Friday, March 1, 2013

For the first time.

so the A-level results came out today.

i'm really happy for the friends and family who did well, they really deserve it! as for the friends who didn't get what you wanted, i honestly hope you never give up hope. it's not going to be easy, you might have a lot to deal with, decisions to make but you'll get through it eventually and there will always, always be a way.

it's not the first time i'm watching the results being given out, but somehow today was a lot more personal than i had expected. guess it's cause almost all my closest friends and family were taking their results today, i dare say i was more nervous than half of my friends which is pretty much ironic considering my position.

watching them today was a lot harder than i thought it would be. it's pretty much a good reminder that you're a year behind, and of the fact that all your friends are moving on to bigger things in life. yeah, they're still your best/close friends but they're moving on and you're still here waiting for the exact same thing to happen to you 1 year from now.

i got scared today, really scared for once. scared for them, but more so for myself. after watching everything i seriously do worry for me. i know the purpose of seeing the J3s get their results is suppose to be a sort of a motivation to wanna do well, and to work hard. but is it weird if i say that after seeing them all i can feel is how terrible it would be if i don't make it, if i end up with U's on the cert.
Somehow i don't feel motivated, i feel scared. And this fear, it doesn't motivate me, it just makes me feel really lost and frustrated with myself. For the first time in these past 3 years, i wonder if i did the right thing staying.

i'm not setting high goals. just small ones, a little at a time in fact. but the more i look at it, the more worried i get. i'm not sure if i'll get there in the end or if me being so stubbornly fixed on what i believe i can achieve these past 3 years will get me anywhere near there. sheer determination alone doesn't work, not always. and i saw that clearly today.

i know that there will be "options" regardless of how i end up a year from now, i know that. but knowing it doesn't mean i'm going to fine with getting any kind of results a year from now.
at the very least i would like to do well for me, or for my family and whoever else whose is kind enough to believe in me. 

i did the math properly today, what it would take for me to get that 80 points i would like to have. and of all the possible outcomes of grades i could think of, the only thought in my head was: even if i give it my all, i may not even get close to achieving this. 
when that happens and if that happens, what then?
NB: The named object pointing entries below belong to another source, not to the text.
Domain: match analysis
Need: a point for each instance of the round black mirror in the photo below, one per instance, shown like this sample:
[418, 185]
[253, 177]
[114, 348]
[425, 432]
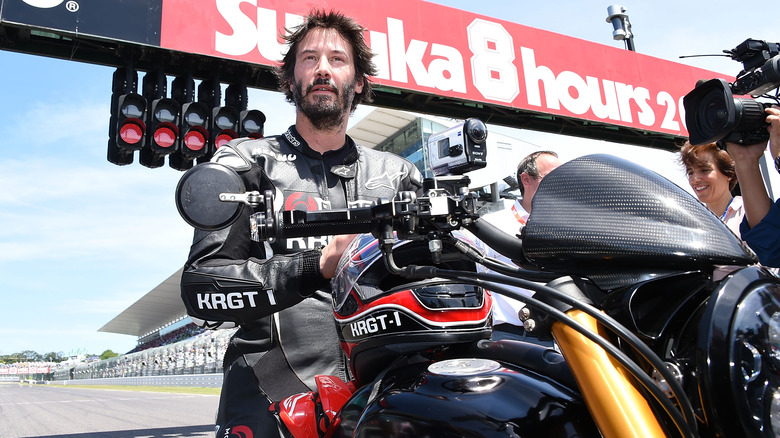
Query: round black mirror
[197, 196]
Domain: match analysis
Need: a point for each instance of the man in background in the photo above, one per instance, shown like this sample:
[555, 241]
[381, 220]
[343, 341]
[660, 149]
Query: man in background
[530, 172]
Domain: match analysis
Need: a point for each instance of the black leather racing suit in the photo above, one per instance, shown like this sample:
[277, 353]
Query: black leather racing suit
[275, 292]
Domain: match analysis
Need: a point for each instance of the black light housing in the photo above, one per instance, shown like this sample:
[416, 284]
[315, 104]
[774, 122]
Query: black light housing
[131, 129]
[224, 126]
[163, 132]
[252, 124]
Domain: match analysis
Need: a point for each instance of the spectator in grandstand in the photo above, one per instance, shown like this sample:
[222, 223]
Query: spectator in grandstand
[760, 228]
[712, 177]
[279, 293]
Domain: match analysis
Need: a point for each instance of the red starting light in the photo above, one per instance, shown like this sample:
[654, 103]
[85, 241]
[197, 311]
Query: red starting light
[164, 137]
[195, 140]
[130, 127]
[131, 132]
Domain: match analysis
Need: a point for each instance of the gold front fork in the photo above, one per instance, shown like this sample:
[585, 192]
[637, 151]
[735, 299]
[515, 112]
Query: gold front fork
[615, 403]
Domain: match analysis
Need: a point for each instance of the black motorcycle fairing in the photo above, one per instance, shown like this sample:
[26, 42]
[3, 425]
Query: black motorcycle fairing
[650, 308]
[613, 221]
[508, 400]
[736, 355]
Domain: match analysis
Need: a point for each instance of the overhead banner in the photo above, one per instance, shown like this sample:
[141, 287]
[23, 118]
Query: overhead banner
[419, 46]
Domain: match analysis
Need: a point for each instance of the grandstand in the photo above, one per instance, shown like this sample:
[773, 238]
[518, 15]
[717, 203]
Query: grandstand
[168, 342]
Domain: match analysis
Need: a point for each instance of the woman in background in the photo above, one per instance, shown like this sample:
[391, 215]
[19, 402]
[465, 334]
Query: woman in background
[712, 177]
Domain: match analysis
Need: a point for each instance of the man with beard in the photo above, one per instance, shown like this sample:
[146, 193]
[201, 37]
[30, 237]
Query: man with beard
[279, 293]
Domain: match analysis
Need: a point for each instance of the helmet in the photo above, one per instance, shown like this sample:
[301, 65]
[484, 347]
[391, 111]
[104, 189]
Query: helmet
[381, 316]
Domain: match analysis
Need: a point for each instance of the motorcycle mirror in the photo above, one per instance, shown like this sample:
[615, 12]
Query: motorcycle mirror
[198, 200]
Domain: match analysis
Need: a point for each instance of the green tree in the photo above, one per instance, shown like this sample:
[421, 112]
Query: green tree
[108, 354]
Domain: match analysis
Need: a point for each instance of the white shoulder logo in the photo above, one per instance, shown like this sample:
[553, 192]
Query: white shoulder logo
[43, 3]
[384, 180]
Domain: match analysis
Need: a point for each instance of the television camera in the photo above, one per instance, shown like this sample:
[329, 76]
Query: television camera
[713, 114]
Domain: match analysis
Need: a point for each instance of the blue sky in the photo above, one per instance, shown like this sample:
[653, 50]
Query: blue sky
[81, 239]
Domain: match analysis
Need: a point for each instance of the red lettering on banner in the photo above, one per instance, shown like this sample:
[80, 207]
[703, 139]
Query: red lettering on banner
[434, 49]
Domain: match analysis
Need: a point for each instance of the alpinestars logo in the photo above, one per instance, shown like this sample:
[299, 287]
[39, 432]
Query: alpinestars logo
[387, 180]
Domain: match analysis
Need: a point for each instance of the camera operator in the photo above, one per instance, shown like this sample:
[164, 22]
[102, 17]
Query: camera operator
[760, 228]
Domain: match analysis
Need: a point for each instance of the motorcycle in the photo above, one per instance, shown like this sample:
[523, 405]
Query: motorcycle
[663, 323]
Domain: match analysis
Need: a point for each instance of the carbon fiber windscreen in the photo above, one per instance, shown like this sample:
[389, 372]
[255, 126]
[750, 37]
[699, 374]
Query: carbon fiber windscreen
[601, 214]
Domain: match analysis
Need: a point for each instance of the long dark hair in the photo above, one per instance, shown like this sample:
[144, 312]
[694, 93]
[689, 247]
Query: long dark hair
[350, 30]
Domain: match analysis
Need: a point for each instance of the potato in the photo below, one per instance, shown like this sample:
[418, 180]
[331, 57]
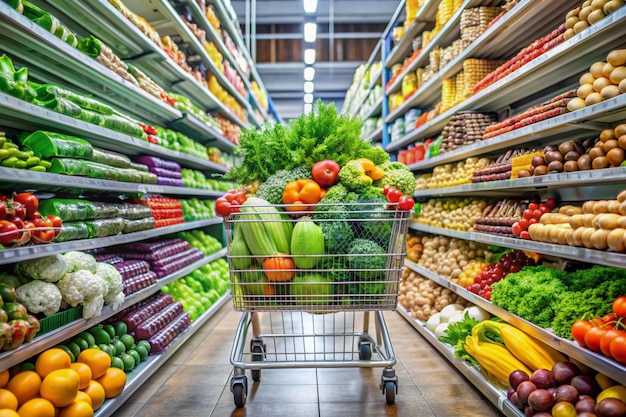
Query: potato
[617, 57]
[617, 75]
[615, 240]
[599, 239]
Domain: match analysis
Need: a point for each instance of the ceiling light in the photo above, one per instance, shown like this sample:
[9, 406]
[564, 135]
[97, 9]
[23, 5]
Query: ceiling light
[309, 74]
[310, 32]
[309, 56]
[310, 6]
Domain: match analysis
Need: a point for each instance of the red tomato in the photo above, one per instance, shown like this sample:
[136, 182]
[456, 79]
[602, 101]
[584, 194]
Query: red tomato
[393, 195]
[592, 338]
[619, 306]
[579, 329]
[325, 173]
[30, 202]
[607, 338]
[406, 202]
[618, 349]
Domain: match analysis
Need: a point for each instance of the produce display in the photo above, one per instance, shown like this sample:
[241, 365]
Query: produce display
[424, 298]
[451, 213]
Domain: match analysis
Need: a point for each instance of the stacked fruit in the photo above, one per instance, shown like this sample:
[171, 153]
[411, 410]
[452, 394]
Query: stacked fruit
[511, 262]
[57, 386]
[20, 222]
[565, 390]
[531, 215]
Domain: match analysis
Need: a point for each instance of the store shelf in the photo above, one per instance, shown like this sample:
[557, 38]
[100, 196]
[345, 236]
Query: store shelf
[563, 251]
[375, 135]
[374, 109]
[576, 179]
[103, 20]
[22, 115]
[581, 123]
[598, 362]
[448, 33]
[496, 396]
[43, 342]
[509, 34]
[571, 57]
[12, 255]
[49, 181]
[425, 17]
[140, 375]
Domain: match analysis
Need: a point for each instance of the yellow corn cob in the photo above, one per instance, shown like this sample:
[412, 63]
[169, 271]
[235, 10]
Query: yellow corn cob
[534, 353]
[494, 358]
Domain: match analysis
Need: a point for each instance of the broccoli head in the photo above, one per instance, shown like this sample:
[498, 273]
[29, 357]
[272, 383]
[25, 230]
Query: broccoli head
[368, 259]
[397, 175]
[353, 176]
[272, 189]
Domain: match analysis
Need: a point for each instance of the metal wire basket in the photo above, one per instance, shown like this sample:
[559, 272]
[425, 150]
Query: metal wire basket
[360, 268]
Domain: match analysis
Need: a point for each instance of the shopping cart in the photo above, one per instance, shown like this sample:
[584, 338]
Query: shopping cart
[359, 273]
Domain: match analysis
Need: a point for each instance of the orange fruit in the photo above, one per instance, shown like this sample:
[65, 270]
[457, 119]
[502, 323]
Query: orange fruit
[37, 407]
[8, 400]
[82, 396]
[113, 382]
[96, 393]
[98, 360]
[60, 387]
[51, 360]
[4, 378]
[84, 372]
[77, 409]
[25, 386]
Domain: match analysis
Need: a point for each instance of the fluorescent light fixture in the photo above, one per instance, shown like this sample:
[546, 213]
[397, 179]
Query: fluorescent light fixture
[310, 32]
[310, 6]
[309, 56]
[309, 74]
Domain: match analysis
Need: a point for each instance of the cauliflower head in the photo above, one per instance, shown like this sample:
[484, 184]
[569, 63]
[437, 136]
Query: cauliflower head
[113, 278]
[399, 176]
[80, 286]
[80, 260]
[39, 297]
[49, 268]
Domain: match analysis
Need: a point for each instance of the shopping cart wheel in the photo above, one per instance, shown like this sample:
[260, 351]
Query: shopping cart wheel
[365, 350]
[257, 347]
[239, 394]
[389, 385]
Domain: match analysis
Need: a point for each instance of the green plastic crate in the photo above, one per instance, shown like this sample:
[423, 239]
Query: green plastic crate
[60, 319]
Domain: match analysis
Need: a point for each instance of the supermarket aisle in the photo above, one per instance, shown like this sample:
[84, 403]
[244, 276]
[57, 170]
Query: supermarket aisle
[195, 382]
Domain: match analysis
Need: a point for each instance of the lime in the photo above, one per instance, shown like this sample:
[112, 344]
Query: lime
[109, 329]
[145, 344]
[142, 350]
[129, 362]
[106, 348]
[88, 337]
[101, 335]
[128, 340]
[73, 346]
[119, 347]
[121, 328]
[136, 356]
[117, 363]
[82, 343]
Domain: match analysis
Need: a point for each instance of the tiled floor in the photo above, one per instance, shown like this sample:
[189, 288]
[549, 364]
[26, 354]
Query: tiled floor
[195, 382]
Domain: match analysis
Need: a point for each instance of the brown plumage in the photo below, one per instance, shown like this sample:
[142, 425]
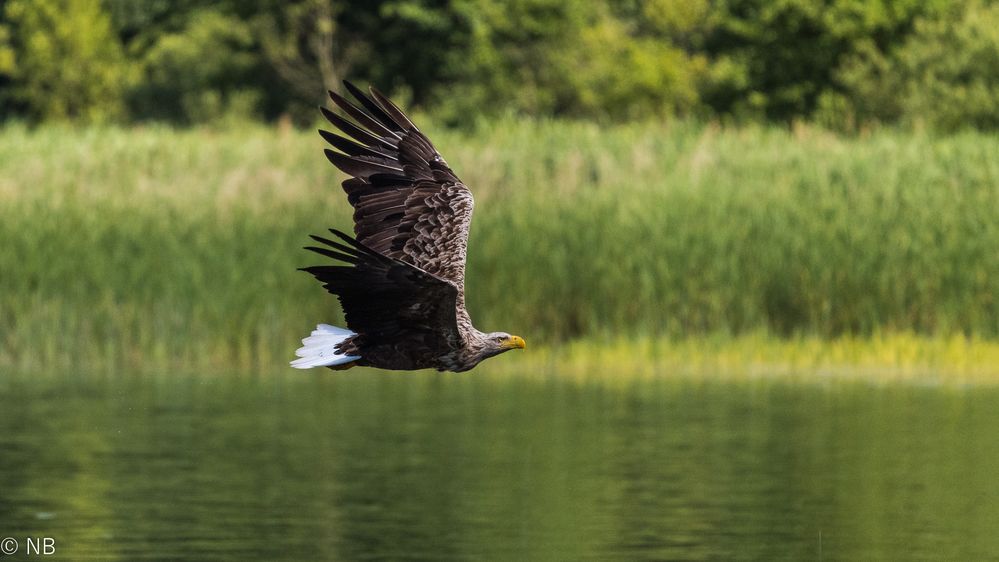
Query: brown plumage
[401, 281]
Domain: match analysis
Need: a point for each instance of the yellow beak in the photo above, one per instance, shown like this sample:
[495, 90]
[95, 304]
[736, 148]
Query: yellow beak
[514, 342]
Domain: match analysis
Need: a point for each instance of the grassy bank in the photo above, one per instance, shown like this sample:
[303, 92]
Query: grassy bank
[164, 247]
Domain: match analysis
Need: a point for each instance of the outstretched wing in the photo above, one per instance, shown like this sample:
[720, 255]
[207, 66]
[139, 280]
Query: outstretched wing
[388, 302]
[408, 204]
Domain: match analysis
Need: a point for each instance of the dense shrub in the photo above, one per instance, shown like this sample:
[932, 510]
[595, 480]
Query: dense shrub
[946, 75]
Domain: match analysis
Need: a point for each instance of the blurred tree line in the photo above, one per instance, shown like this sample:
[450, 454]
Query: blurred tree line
[843, 63]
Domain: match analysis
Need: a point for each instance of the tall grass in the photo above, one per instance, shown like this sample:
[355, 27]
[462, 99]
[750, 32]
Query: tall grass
[166, 247]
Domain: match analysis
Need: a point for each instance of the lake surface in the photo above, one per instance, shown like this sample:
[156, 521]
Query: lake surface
[355, 466]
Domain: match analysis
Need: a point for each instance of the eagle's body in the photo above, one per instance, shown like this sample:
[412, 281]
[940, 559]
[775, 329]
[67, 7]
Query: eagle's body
[402, 279]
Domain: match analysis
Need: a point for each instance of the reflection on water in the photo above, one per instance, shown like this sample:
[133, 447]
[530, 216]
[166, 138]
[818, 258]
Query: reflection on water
[346, 467]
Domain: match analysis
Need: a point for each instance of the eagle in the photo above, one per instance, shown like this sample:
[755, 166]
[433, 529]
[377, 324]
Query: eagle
[401, 278]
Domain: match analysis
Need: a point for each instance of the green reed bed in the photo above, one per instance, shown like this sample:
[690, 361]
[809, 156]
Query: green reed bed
[167, 248]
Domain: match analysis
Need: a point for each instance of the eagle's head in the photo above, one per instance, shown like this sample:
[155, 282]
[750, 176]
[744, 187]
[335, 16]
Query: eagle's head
[497, 342]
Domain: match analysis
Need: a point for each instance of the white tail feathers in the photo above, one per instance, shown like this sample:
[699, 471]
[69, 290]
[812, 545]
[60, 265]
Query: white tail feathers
[319, 349]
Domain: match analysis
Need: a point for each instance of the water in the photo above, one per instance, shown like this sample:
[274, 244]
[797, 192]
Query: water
[322, 466]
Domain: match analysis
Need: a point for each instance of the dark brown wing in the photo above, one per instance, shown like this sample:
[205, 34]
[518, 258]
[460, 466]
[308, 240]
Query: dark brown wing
[408, 204]
[388, 302]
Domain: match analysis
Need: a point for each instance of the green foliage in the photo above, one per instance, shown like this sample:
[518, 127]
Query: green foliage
[63, 60]
[169, 245]
[943, 76]
[200, 72]
[842, 63]
[786, 52]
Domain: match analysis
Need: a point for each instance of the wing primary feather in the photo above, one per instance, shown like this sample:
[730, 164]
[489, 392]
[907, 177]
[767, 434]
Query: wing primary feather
[334, 255]
[392, 110]
[373, 108]
[356, 132]
[345, 249]
[363, 118]
[352, 148]
[359, 168]
[360, 247]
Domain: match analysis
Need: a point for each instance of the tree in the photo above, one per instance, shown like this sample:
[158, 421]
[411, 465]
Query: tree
[64, 60]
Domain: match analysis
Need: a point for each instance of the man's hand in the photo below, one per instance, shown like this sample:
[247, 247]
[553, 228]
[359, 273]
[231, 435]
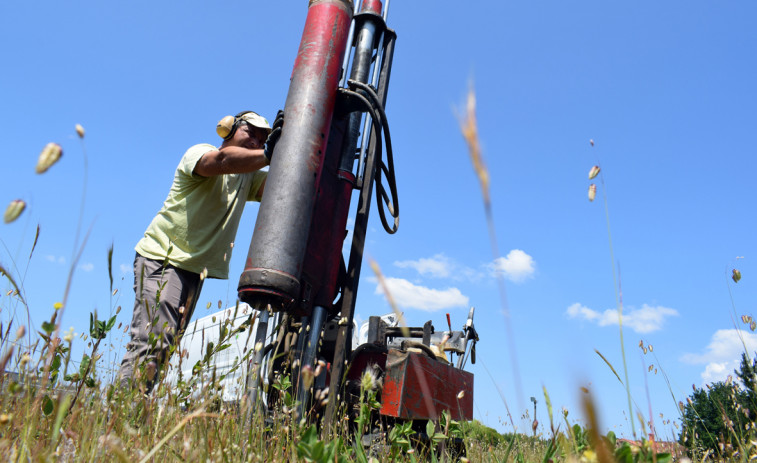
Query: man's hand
[274, 136]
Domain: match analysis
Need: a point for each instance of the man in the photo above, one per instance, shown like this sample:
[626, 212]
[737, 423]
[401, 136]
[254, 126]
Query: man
[192, 238]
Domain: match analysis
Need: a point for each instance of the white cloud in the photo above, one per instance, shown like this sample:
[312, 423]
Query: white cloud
[643, 320]
[56, 259]
[438, 266]
[410, 296]
[723, 354]
[517, 266]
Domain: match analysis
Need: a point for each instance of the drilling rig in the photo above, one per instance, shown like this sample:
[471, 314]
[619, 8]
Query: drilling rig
[336, 144]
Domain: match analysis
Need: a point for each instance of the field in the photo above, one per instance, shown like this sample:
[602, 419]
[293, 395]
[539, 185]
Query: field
[55, 409]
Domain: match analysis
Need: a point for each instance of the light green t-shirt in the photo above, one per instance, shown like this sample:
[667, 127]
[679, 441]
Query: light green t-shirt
[200, 217]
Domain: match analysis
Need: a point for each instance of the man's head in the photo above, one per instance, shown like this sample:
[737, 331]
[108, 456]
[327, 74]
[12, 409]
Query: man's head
[247, 129]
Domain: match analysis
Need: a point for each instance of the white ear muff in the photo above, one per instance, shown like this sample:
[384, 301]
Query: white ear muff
[225, 126]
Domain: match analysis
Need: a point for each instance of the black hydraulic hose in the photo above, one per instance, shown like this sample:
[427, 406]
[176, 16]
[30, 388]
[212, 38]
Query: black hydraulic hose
[388, 169]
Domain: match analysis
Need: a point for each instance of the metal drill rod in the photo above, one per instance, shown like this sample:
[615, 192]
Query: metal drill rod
[279, 242]
[308, 358]
[253, 375]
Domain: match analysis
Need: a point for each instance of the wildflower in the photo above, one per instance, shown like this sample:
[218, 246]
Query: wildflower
[14, 209]
[307, 376]
[589, 456]
[49, 156]
[592, 192]
[369, 381]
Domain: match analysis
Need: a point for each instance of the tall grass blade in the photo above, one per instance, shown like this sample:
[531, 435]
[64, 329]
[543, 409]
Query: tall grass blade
[469, 129]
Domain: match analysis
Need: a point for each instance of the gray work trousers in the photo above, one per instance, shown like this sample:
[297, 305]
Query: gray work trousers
[165, 297]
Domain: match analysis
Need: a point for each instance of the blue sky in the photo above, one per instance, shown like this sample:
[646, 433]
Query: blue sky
[665, 90]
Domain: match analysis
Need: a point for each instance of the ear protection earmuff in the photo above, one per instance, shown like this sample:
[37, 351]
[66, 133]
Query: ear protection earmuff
[229, 124]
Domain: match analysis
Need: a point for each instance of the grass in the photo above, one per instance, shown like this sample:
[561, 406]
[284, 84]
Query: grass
[53, 408]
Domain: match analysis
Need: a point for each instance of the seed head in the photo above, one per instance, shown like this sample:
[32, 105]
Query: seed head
[14, 209]
[368, 382]
[49, 156]
[592, 192]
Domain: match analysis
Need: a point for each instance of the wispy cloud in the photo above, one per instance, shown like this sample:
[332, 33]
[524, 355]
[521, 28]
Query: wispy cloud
[439, 266]
[411, 296]
[517, 266]
[723, 354]
[644, 320]
[56, 259]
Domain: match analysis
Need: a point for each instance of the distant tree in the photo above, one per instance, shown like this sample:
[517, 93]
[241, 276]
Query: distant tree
[714, 419]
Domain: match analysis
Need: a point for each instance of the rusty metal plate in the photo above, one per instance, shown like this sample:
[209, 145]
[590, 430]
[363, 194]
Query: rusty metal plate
[419, 387]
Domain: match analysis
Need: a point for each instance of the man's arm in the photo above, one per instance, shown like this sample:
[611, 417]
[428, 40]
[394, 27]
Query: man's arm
[230, 160]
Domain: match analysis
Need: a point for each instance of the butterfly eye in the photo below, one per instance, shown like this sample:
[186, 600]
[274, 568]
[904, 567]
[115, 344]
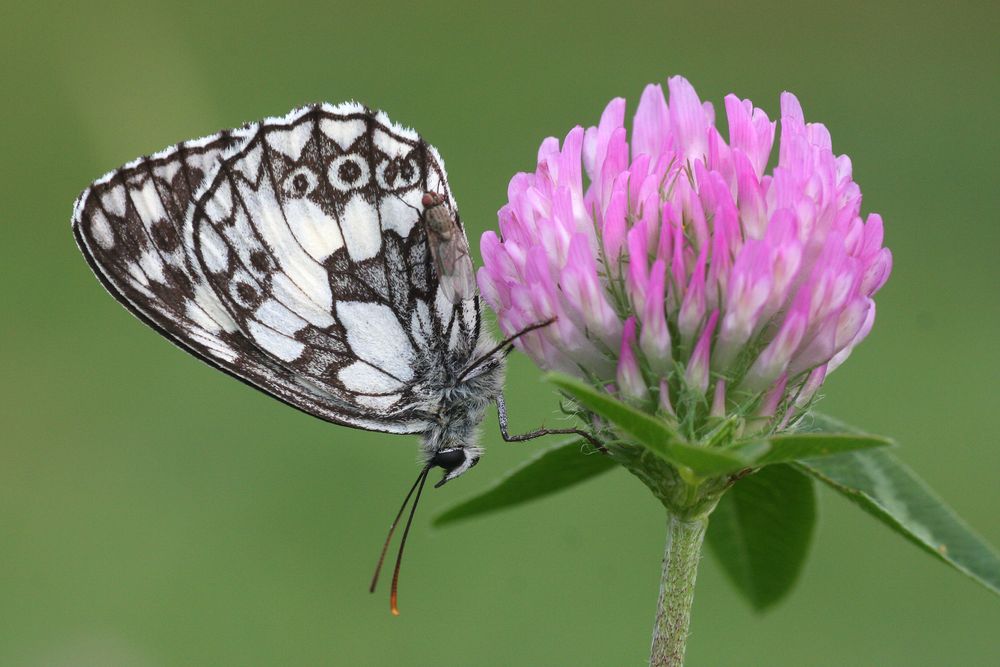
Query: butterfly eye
[449, 459]
[348, 172]
[299, 183]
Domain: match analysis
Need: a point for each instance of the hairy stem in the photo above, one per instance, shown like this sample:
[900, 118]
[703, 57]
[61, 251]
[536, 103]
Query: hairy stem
[673, 608]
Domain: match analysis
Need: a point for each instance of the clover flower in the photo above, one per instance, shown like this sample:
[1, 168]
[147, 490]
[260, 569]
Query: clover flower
[683, 275]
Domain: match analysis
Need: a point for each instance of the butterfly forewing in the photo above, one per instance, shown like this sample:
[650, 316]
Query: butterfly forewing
[290, 254]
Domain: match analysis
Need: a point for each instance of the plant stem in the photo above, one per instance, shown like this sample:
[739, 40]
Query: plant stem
[673, 608]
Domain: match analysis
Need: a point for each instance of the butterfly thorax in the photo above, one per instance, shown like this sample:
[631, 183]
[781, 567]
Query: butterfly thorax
[463, 403]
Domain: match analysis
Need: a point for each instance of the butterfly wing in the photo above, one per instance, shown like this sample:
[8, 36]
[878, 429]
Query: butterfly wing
[202, 244]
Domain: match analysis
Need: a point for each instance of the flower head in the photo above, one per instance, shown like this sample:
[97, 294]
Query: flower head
[682, 274]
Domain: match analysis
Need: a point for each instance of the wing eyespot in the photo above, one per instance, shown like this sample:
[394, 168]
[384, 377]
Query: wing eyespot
[299, 183]
[398, 173]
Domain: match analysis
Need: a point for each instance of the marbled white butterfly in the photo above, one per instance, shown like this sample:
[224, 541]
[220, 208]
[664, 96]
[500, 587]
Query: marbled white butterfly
[318, 257]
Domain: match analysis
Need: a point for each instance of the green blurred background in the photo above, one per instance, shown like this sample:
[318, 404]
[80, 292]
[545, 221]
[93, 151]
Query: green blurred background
[156, 512]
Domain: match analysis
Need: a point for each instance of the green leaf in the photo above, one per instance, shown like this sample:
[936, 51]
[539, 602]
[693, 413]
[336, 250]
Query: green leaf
[761, 531]
[795, 446]
[652, 433]
[892, 493]
[552, 470]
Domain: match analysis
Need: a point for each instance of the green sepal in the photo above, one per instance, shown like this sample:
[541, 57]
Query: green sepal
[652, 433]
[761, 531]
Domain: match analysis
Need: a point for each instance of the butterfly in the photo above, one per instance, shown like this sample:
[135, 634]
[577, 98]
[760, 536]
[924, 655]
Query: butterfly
[320, 258]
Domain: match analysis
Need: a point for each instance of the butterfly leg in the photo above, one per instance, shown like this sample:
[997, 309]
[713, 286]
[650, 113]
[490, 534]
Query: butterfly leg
[531, 435]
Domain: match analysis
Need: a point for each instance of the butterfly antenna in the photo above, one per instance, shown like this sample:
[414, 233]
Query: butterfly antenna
[392, 528]
[393, 595]
[503, 344]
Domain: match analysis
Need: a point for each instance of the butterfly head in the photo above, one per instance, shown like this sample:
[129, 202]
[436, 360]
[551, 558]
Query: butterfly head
[454, 461]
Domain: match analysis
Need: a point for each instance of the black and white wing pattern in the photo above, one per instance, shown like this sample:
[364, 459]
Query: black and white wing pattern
[292, 254]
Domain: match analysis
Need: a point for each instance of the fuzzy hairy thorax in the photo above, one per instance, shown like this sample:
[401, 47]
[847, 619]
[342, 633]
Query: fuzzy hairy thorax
[463, 405]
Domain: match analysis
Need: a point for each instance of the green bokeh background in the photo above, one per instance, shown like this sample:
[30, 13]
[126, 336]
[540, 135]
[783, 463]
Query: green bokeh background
[156, 512]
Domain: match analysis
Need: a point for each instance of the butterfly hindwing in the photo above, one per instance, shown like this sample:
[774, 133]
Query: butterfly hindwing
[291, 253]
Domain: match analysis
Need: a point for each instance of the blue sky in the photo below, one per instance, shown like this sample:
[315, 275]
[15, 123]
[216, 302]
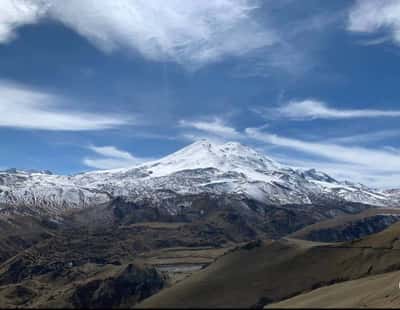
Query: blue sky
[102, 84]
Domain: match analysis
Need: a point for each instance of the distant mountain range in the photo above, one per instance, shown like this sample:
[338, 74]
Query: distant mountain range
[203, 167]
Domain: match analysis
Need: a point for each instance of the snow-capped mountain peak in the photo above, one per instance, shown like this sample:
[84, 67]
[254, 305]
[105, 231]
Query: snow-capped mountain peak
[202, 167]
[230, 156]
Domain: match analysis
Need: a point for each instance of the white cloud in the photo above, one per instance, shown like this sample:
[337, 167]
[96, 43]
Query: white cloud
[15, 13]
[216, 127]
[385, 161]
[366, 137]
[350, 172]
[373, 16]
[188, 32]
[25, 108]
[109, 157]
[313, 109]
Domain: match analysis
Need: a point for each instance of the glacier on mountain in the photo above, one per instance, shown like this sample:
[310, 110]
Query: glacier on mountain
[202, 167]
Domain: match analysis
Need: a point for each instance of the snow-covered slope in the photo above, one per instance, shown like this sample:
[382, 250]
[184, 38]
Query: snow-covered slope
[202, 167]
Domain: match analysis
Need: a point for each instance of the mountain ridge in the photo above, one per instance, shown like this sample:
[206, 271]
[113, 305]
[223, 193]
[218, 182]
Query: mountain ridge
[201, 167]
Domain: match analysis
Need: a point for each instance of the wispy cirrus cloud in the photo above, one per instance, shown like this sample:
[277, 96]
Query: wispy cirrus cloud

everyone tells me one step at a time, that i still have so much time to make a difference. 
yeah, i do have time to make a difference but has anyone ever wondered what if at the end my difference is so insignificant that it wouldn't even matter...

they all say i think too much, that i think too far. 
but when you've repeated a year, fought against everything to believe that you choose right and be lucky enough to have people give you second chances, all this worry doesn't seem so absurd anymore does it?

1 comment:

  1. Hello dear.
    Hope you're doing fine. Yes, the road ahead is going to be a lot tougher but don't ever give up yeah. We'll always be there supporting you all the way. Chin up girl! And continue fighting! Love you!